First published in American City Business Journals (in Boston, Silicon Valley, Jacksonville, Nashville, San Jose and elsewhere.)
Onsite health clinics are new territory for most employers. It can be difficult to sort through the different approaches used by different vendors. Worse, in difficult economic times it’s tempting to “get in” as cheaply as possible.But like many purchases, you may get what you pay for with clinics, especially if you scrimp. Here are three reasons to favor value over price when considering an onsite clinic vendor:
- An investment. Most employers believe their health plan expenditures are high enough already. For them, a clinic represents an additional expense, and only makes sense if it can provide a return on investment that lowers overall group health and occupational health costs. Ask vendors for data and testimonials that their clinics save money and improve the quality of care.
- Many impacts. Properly configured, clinics do far more than reduce costs for office visits, drugs and lab tests. They can positively impact the chronic diseases that consume two-thirds of a health plan’s costs. They can influence specialty and inpatient care, which the Dartmouth Atlas shows have the highest concentrations of waste. And they can affect the five major areas of occupational health — workers’ compensation primary care, disability management, human resources testing (pre-employment screens, drug screens, Department of Transportation exams), retention/recruitment and lost work time — that, together, cost two to three times as much as a group health premium.
- Total effectiveness results from a clinic’s component medical management mechanisms. Optimizing quality and cost within the complexity of health care requires assembling an array of tools and programs, each targeted to a specific health care problem. Each approach has dedicated costs, but most also produce savings that outweigh their expenses.
For example, incentives such as free office visits, laboratory tests and free standard drugs, mostly low-cost generics, induce employees to use the clinic and help the primary care staff gain more control over the care process. Physicians cost more than nurse practitioners, but are more likely to create a fully realized medical home and have a better chance of influencing downstream care.

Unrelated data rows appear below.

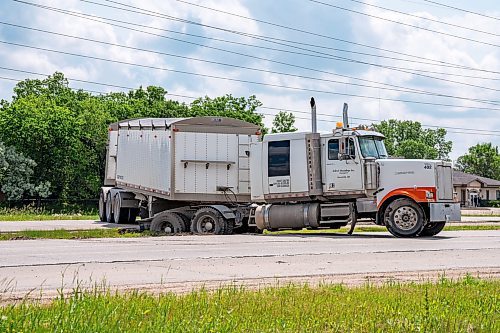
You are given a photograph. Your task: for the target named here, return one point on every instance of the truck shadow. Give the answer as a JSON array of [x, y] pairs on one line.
[[354, 236]]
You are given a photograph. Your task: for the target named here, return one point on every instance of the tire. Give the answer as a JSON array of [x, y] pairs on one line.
[[168, 223], [109, 208], [432, 229], [185, 220], [404, 218], [102, 207], [120, 215], [132, 216], [208, 220]]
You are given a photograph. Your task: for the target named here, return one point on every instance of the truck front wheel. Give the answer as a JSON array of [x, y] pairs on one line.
[[404, 218]]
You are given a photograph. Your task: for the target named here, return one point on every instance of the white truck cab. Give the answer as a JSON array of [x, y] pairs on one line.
[[328, 180]]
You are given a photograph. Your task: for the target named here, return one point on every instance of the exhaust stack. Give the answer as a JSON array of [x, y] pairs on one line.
[[313, 115], [345, 117]]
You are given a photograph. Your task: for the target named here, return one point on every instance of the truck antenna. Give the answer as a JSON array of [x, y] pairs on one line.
[[345, 116], [313, 115]]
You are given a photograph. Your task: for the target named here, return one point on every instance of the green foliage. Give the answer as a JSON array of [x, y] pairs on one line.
[[283, 122], [466, 305], [228, 106], [482, 159], [16, 172], [409, 140], [65, 131]]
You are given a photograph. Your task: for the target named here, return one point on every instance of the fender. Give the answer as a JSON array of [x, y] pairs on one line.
[[418, 194]]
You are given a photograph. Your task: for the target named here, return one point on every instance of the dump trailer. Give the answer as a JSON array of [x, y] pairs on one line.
[[179, 174], [216, 175]]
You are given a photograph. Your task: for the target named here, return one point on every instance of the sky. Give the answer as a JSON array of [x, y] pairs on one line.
[[441, 67]]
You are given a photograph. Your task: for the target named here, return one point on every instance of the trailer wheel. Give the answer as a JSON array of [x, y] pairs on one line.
[[185, 220], [167, 222], [121, 215], [432, 229], [208, 220], [109, 208], [102, 208], [132, 215], [404, 218]]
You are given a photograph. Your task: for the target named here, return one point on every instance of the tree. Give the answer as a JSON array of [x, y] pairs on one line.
[[228, 106], [16, 172], [65, 131], [409, 140], [482, 159], [283, 122]]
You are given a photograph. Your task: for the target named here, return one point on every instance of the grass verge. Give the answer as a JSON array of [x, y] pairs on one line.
[[30, 213], [465, 305], [68, 234]]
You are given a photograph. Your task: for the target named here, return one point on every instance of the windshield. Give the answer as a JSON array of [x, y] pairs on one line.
[[372, 146]]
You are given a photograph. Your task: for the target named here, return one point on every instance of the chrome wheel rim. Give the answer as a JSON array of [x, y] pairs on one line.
[[406, 218]]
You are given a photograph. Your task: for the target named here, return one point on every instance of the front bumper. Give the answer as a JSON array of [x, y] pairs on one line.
[[444, 212]]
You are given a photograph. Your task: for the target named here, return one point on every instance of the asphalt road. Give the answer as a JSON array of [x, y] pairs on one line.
[[12, 226], [180, 263]]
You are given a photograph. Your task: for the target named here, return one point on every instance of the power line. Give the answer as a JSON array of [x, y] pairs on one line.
[[169, 17], [263, 38], [462, 10], [402, 23], [247, 81], [263, 107], [232, 31], [279, 62], [422, 18], [489, 102]]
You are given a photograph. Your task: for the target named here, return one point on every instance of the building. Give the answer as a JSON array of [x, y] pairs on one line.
[[472, 189]]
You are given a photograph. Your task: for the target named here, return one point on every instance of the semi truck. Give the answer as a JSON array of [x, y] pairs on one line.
[[216, 175]]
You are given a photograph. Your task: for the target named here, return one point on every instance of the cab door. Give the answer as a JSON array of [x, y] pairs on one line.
[[278, 167], [342, 175]]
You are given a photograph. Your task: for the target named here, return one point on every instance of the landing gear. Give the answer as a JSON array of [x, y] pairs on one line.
[[208, 220], [404, 218], [167, 222]]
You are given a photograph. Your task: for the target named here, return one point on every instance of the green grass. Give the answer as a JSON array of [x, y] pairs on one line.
[[67, 234], [29, 213], [376, 228], [466, 305]]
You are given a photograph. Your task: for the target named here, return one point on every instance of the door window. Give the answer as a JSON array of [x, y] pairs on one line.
[[351, 150], [333, 149], [278, 163]]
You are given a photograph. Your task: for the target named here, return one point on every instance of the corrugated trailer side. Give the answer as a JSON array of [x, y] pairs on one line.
[[168, 167]]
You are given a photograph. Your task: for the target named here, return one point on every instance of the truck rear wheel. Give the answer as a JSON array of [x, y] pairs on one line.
[[208, 220], [167, 222], [109, 208], [404, 218], [432, 229], [102, 207], [120, 215]]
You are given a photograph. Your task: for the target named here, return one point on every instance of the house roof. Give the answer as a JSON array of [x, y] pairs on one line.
[[462, 178]]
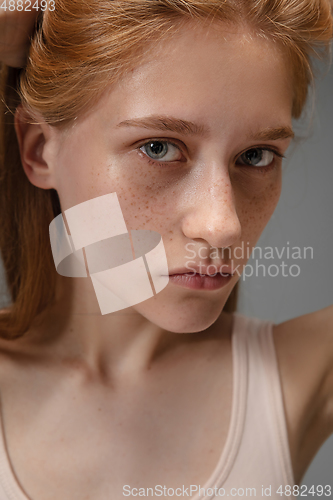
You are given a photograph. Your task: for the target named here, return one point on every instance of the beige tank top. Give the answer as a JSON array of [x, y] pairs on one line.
[[255, 461]]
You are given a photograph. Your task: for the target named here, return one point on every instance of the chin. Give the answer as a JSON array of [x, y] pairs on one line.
[[185, 319]]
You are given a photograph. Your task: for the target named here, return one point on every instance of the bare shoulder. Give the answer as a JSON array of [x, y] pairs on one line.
[[304, 348]]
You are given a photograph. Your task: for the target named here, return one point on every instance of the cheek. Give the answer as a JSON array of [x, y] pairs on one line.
[[256, 205]]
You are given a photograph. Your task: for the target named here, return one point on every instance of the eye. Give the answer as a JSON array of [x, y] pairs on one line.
[[258, 157], [161, 150]]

Clinical analysis and decision support tools help identify patients with health risks or gaps in care that deserve attention. Onsite, face-to-face disease management programs have a far better chance of influencing chronic disease costs than call center programs.
Modern clinics are a powerful innovation in an employer’s benefits arsenal. But they must be robust to be effective, integrating a variety of proven mechanisms. With those properly in place, the results can be quantifiable improvements in health care quality, cost and employee morale.
In other words, a clinic’s cost may be important. But the value — the benefit you receive for the cost — should be the reason you implement a clinic. It will certainly be how you’ll judge your investment.